Spain $68m in government donations, and a medical team has been sent to Sri Lanka.

France $66m in government donations, plus an estimated $49m raised in private donations. A medical team has been sent to Sri Lanka.

Canada $66m in government donations, plus at least $29m raised in private donations with a government commitment to match every dollar donated by the public. Ottawa has already placed a moratorium on debt from the affected countries. It is also deploying its highly-specialised Disaster Assistance Response Team to Sri Lanka.

China $60m in government donations, plus $1.8m donated to the Chinese Red Cross.
South Korea $50m in government aid. The prime minister's office said the funds would be spend for rehabilitation of the devastated areas over the next three years. Private donations have reached nearly $13m, the South Korean foreign ministry says.

Australia $46m has been donated in government aid, and donations from the public total $58m. About 350 military staff, four military helicopters, a troop transport ship, a military health support team and a water purification plant are being sent to Indonesia, as well as a team of volunteer medical professionals.
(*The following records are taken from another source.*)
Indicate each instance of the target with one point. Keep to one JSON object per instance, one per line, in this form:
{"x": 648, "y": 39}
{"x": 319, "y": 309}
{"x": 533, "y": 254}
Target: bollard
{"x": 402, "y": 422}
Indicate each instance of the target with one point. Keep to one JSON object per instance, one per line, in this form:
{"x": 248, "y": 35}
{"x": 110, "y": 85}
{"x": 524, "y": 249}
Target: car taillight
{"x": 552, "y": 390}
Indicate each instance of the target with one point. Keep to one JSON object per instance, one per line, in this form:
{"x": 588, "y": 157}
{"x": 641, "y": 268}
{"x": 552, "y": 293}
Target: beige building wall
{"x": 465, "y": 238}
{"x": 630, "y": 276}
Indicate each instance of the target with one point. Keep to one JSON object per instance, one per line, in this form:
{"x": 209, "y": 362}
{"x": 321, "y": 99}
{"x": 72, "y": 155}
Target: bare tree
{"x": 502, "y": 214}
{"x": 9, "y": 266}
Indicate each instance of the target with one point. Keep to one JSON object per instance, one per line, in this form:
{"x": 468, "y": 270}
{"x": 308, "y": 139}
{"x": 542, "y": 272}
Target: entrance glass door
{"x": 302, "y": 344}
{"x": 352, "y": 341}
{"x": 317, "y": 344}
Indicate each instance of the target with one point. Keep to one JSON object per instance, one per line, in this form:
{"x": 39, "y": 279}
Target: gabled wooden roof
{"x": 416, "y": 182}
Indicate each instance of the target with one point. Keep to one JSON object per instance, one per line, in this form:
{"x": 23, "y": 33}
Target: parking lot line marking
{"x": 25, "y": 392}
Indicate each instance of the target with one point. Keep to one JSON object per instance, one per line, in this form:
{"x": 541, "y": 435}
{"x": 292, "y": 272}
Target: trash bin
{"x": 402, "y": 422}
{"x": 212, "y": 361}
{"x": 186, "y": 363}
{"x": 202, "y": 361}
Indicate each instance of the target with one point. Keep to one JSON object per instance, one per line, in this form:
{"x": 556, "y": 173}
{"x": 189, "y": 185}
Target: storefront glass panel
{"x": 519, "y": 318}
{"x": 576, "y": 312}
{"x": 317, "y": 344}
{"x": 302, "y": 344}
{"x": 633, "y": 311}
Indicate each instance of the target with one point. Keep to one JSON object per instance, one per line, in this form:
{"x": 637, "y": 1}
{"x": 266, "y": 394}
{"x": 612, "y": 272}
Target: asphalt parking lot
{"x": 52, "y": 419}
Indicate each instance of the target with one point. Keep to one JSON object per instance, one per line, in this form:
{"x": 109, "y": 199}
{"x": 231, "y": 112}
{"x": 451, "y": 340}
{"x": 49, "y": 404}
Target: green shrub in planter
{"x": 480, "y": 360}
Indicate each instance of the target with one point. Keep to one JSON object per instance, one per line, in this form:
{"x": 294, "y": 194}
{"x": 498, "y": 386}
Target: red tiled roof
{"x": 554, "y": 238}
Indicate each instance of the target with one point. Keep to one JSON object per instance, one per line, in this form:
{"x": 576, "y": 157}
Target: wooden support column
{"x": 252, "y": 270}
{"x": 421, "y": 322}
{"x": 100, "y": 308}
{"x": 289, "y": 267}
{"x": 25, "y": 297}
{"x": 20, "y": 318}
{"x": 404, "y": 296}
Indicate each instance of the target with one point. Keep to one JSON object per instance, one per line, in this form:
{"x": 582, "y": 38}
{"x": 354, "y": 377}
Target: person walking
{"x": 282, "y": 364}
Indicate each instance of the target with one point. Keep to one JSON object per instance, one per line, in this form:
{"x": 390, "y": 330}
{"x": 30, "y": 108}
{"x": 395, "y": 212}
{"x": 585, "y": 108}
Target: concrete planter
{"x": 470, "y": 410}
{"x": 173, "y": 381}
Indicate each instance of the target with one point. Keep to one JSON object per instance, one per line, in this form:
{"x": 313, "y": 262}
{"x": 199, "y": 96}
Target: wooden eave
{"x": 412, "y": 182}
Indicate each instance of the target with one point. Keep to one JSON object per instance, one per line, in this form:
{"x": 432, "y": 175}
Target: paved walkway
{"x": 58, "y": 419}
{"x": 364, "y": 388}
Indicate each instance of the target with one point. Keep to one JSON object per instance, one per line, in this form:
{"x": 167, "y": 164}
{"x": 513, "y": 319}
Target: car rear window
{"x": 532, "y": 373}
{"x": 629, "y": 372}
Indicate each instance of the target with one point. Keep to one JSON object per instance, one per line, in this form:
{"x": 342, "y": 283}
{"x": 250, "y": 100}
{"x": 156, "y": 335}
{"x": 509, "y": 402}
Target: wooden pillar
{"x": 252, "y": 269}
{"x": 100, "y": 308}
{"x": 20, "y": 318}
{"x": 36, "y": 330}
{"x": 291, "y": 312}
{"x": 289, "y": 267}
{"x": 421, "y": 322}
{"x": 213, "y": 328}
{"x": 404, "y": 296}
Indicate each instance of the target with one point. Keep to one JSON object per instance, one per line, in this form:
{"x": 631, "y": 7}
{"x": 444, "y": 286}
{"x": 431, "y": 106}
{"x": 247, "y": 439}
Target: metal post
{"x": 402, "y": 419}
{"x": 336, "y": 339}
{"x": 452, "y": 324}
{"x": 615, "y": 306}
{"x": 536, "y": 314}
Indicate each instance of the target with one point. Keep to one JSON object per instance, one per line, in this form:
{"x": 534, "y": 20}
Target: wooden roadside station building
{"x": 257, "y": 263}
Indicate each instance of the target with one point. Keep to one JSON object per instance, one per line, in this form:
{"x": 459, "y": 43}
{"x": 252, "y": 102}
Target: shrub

Netherlands $34m has been donated by the government and aid groups say a further $35m has been raised in private donations. A Dutch police identification team has been sent to Thailand.
European Union $31m in aid, although EU External Relations Commissioner Benita Ferrero-Waldner has said this may be increased by tens of millions of euros.

Germany $27m in government aid. Berlin is planning to increase this to $680m, according to a government source. Germany is also sending a mobile hospital to Aceh and a military ship with two helicopters, aid supplies, water treatment equipment and an operating theatre on board. The public have donated an estimated $130m.

Qatar $25m in government aid. Qatar is also sending food, medical and logistical supplies to affected countries.

Countries in the region

India The Indian military is staging its biggest relief operation ever in Sri Lanka, the Maldives and Indonesia. This involves at least 16,000 troops, 32 navy ships, 41 aircraft including at least 16 helicopters, several medical teams and a mobile hospital. The air force has so far lifted 10,000 tonnes of relief supplies.

Bangladesh Bangladesh has dispatched 111 soldiers to Sri Lanka and the Maldives, with a further 46 expected to join them. Two planes and two helicopters will carry the troops together with aid supplies.

Pakistan Pakistan plans to send 500 military staff in medical and engineering teams to Indonesia and Sri Lanka.